As has become the norm, the orchestra is placed on the balcony, above and behind the audience, but during the overture we got a glimpse of conductor Mattias Böhm and the front desks of the orchestra, projected on the curtain, which soon opened and revealed a blossoming fairy-tale landscape. Centre-stage an elevation, sprinkled with greenery, which also served as a mini-stage for the Queen of the Night, and later as an altar.

The story is well-known. Prince Tamino falls in love with the picture of Pamina, and together with Papageno, the child of nature – who also searches for a woman to love – this ill-matched couple begin searching for happiness. One can anticipate a message that this, in the aftermath of the French Revolution, points to a wish to wipe out class distinctions. Le nozze di Figaro a handful of years earlier pointed in the same direction. Parallel to this runs the power struggle between Sarastro and The Queen of the Night, the good versus the evil. To complicate things further, Schikaneder, the librettist, changes focus halfway through the drama, when the hitherto unseen Sarastro, who has been described as a tyrant, appears as a noble and fatherly peacemaker, dressed in white – a dead giveaway. Basically this is a traditional family conflict, a child custody case, in which the child, Pamina, is caught in the middle.

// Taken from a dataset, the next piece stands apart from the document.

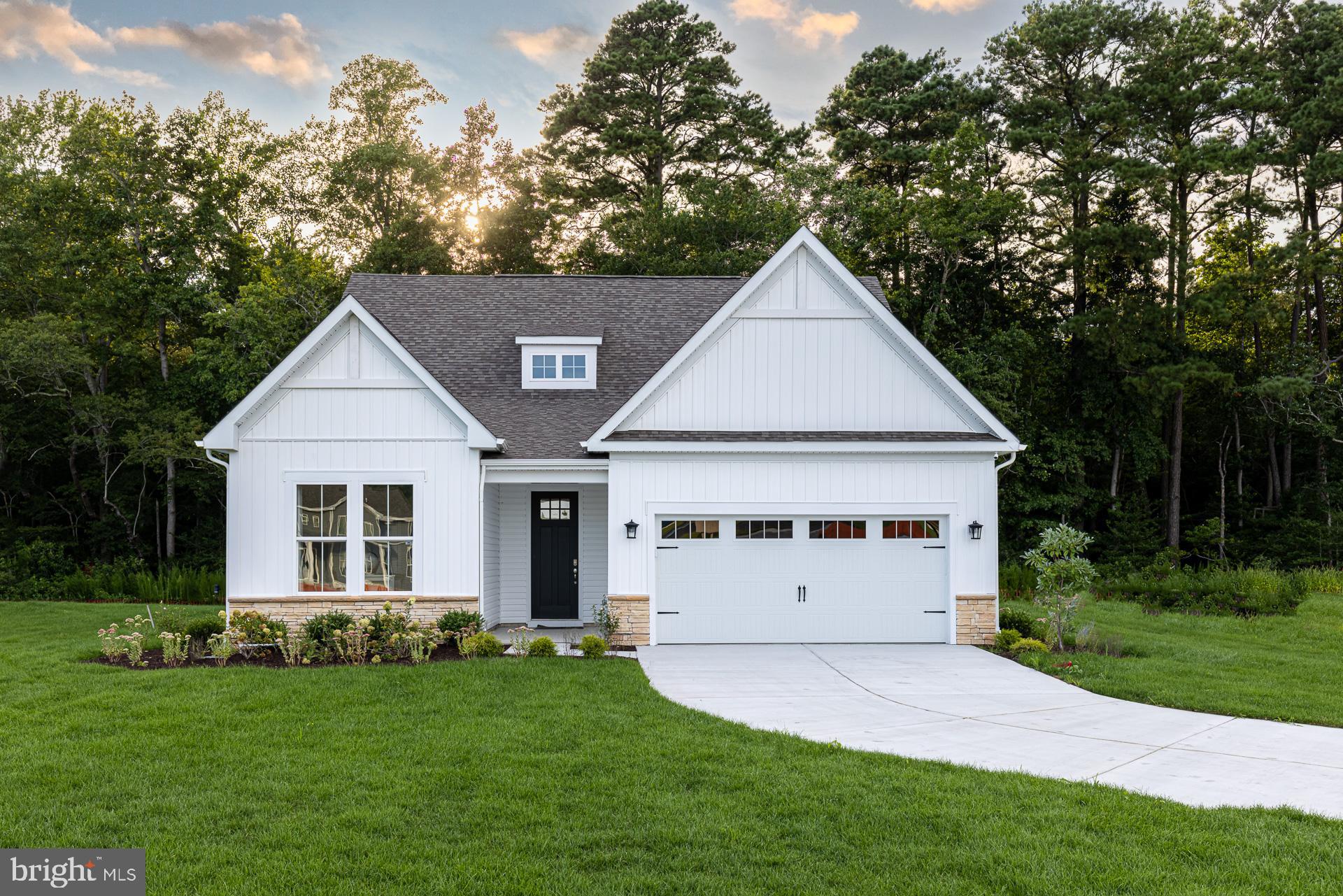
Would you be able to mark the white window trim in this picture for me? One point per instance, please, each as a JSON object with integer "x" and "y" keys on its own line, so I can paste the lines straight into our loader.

Add to this a helping of freemasonry hocus-pocus, a pinch of Egyptian religion, three mysterious genii who pop up whenever something goes wrong (in this version they are scientists, studying nature). All in all, not an easy work to understand. Why, then, is it one of the most popular operas in the repertoire worldwide? The music, of course. It is impossible not to be taken by the folksong-like melodies of Papageno, the romantic glow of Tamino’s and Pamina’s arias, the fireworks of the Queen of the Night or the noble humanity of Sarastro. I think one needs to have something of one’s childlike mind left and accept that genii exist, that Papageno catches birds for a living, that Tamino’s flute makes the animals dance, and that people must go through trials before they are allowed to have the girl or boy they love. Anna and Göran have preserved that childlike mind and created a delightful fairytale to indulge in earnest.

Sarastro (Benjamin Molonfalean) and Pamina (Alva Olsson) (c) Martin Hellström

And they are marvelously well served by a wonderful cast of singing-actors who are obviously on the same wavelength. It may be unfair to single out individual singers, but Tobias Westman, who sang Tamino at Opera på Skäret three years ago, has honed his reading further and sang the role with a brilliance pointing to future dramatic spinto roles. Young Alva Olsson, only 22, was an uncommonly lovely Pamina. Göran Eliasson, who started his career as Tamino thirty years ago, and quite recently was a nasty Monostatos at the Stockholm Opera, was a sly Papageno, adding some local jokes as well. Lydia Kjellberg’s stratospheric Queen of the Night and Benjamin Molonfalean’s almost bottomless Sarastro were a well-contrasted couple, the latter, who is Romanian, should also be praised for his Swedish. But, as I have already said, everyone was deeply committed and contributed to a performance that dug deep into the hearts of the listeners, who responded with long applause and standing ovations. There is just one little fly in the ointment: the comprehensive and lavish programme book has all the texts in white against a dark background. It is elegant and designers love it, but people with reduced vision deplore it.